De façon concomitante, la prise en compte des relations entre l'animal et son environnement (organique et inorganique) va conduire à la création des premiers musées de dioramas tant en Europe (Paris, Londres, Berne) qu'en Amérique du Nord (Oakland Museum, Museum d'Ottawa).
Au sein des nouveaux parcs zoologiques, les présentations des animaux vivants sont de réelles transpositions des présentations en dioramas, car en voulant présenter les animaux en groupe (savane africaine), les responsables de ces parcs veulent présenter aux publics les relations de ces espèces entre-elles et avec leur environnement. Ainsi, alors même que les animaux présentés au sein des anciennes ménageries sont décontextualisés de leur milieu d'origine, ces nouvelles présentations (par groupe avec de faux rochers, des points d'eau) permettent de scénographier les lieux de vie de ces animaux,
On peut noter une évolution similaire dans la présentation des aquariums. Ainsi, dès les années 1930, avec la création de l'aquarium du Trocadéro, on pouvait assister en France aux premières présentations écologiques. Depuis, de nombreux aquariums ont petit à petit augmenté considérablement le volume de leurs bacs. Cependant, il faudra attendre les années 1990 pour que la résolution de contraintes techniques puisse aboutir à de très grandes présentations d'écosystèmes marins qui ont pour objet l'immersion des visiteurs. Il en est ainsi de Nausicaa Centre National de la Mer, créé en 1990 à Boulogne et d' Océanopolis ouvert à Brest en 1990
Compte tenu de la prise de conscience de la crise de la Biodiversité, les établissements qui présentent de nos jours des espèces vivantes (aquariums mais surtout jardins botaniques, parcs zoologiques) se spécialisent et s'orientent vers la reproduction d'espèces menacées. C'est ainsi que vont « fleurir» des conservatoires botaniques, des réserves animalières, et ou des parcs zoologiques qui vont s'engager dans des programmes de protection de la nature.
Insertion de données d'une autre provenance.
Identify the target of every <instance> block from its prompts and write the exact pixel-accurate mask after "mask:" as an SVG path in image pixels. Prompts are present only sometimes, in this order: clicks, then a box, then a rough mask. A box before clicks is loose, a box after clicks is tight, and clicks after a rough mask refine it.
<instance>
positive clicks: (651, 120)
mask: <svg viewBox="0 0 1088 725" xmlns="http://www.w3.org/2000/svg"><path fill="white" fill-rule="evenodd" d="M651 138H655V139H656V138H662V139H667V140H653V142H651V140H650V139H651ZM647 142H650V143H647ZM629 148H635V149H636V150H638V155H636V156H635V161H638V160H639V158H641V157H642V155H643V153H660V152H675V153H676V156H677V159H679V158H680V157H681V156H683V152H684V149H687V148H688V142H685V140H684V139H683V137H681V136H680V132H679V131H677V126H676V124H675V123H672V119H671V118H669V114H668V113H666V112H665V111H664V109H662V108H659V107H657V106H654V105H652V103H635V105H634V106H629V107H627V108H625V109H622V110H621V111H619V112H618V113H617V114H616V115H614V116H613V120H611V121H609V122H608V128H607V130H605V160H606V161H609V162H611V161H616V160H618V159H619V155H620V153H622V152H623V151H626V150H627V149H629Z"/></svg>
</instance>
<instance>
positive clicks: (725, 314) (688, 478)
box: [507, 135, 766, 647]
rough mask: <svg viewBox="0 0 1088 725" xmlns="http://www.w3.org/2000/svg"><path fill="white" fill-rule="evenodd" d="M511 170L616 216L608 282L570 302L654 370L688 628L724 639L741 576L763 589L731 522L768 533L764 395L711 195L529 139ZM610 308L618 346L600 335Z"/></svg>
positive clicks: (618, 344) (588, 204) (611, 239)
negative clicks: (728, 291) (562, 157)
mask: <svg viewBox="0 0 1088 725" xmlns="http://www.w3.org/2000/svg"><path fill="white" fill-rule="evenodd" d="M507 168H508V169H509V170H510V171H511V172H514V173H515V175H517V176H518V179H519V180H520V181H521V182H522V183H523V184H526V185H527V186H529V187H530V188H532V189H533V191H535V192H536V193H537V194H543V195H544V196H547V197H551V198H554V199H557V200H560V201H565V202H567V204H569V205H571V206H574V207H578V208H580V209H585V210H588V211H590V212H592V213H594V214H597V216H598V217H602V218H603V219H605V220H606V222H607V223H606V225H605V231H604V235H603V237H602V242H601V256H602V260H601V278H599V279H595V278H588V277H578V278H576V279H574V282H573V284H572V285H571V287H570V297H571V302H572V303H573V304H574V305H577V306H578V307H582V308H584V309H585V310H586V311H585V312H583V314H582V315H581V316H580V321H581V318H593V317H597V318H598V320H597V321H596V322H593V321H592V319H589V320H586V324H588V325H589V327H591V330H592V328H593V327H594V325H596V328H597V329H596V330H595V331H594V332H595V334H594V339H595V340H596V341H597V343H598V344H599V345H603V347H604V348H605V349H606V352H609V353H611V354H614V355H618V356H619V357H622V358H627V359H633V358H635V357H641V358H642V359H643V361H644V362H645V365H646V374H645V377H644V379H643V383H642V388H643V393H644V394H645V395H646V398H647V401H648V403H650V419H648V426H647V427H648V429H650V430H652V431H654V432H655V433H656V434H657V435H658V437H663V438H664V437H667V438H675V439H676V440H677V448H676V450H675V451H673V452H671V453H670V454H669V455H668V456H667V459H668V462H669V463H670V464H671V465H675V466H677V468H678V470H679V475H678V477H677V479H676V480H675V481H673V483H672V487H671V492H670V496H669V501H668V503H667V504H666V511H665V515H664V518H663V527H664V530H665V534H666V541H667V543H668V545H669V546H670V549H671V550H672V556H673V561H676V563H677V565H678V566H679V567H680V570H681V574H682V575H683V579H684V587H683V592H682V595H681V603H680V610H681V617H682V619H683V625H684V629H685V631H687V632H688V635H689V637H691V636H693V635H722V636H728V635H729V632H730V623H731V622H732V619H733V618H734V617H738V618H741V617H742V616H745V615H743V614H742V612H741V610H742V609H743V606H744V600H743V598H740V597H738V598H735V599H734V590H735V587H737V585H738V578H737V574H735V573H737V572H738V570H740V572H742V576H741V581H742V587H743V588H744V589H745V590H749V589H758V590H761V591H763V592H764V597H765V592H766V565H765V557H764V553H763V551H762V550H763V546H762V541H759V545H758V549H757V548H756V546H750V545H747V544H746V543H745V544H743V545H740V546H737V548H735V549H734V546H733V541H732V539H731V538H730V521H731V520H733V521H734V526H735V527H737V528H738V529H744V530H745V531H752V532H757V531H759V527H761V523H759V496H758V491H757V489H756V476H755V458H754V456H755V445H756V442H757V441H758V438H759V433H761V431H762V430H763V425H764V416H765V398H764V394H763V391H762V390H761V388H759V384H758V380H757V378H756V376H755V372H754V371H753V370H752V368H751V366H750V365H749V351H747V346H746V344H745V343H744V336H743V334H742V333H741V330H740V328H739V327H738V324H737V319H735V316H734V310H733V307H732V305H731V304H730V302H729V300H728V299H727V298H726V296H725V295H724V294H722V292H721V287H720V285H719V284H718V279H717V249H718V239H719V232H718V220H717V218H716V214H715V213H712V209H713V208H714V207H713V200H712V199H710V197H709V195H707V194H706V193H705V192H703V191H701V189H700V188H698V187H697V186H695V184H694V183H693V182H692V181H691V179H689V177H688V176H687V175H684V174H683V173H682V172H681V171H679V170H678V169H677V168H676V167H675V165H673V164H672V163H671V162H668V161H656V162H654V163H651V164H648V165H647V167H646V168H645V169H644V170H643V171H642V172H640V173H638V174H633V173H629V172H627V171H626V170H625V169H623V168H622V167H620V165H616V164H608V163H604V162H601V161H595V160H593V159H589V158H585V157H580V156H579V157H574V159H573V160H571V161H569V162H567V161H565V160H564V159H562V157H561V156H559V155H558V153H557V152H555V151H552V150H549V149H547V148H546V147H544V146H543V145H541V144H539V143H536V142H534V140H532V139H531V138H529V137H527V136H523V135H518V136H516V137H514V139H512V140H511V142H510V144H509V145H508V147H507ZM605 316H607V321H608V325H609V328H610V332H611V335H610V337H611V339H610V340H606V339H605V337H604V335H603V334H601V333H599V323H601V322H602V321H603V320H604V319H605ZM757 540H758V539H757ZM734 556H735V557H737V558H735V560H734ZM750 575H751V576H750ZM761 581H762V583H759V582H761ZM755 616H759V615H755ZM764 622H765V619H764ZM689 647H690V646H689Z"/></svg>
Des musées qui privilégient la communication avec leurs publics
Depuis les années 70, nous sommes rentrés progressivement dans l'ère de la communication, et l'évolution des structures muséales est principalement basée sur la prise en compte progressive des publics spécifiques.
Quoi qu'il en soit, selon la nature des établissements muséologiques (muséum, aquarium, jardin botanique, parc zoologique-) et l'importance tant qualitative que spectaculaire de leur rénovation, les divers types de présentations muséologiques que nous venons de présenter très succinctement peuvent tout à fait cohabiter au sein du même établissement, ou dans des musées de la même ville. Ce constat doit conduire les visiteurs, et notamment les enseignants, à appréhender les expositions permanentes et temporaires de ces divers musées avec des objectifs pédagogiques qui soient en adéquation avec les présupposés épistémologiques et didactiques des expositions visitées ; d'où l'importance de les connaître. Pour aider les visiteurs dans cette tâche, les responsables des musées ont le plus souvent développé des programmes et activités pédagogiques à destination des publics divers et en priorité des scolaires.
Un ouvrage collectif récent1 consiste principalement à tenter d'en établir une présentation analytique.
1
Girault Y. (Dir) L'accueil des publics scolaires dans les muséums, aquariums, jardin botaniques, parcs zoologiques. Ed l'Harmattan.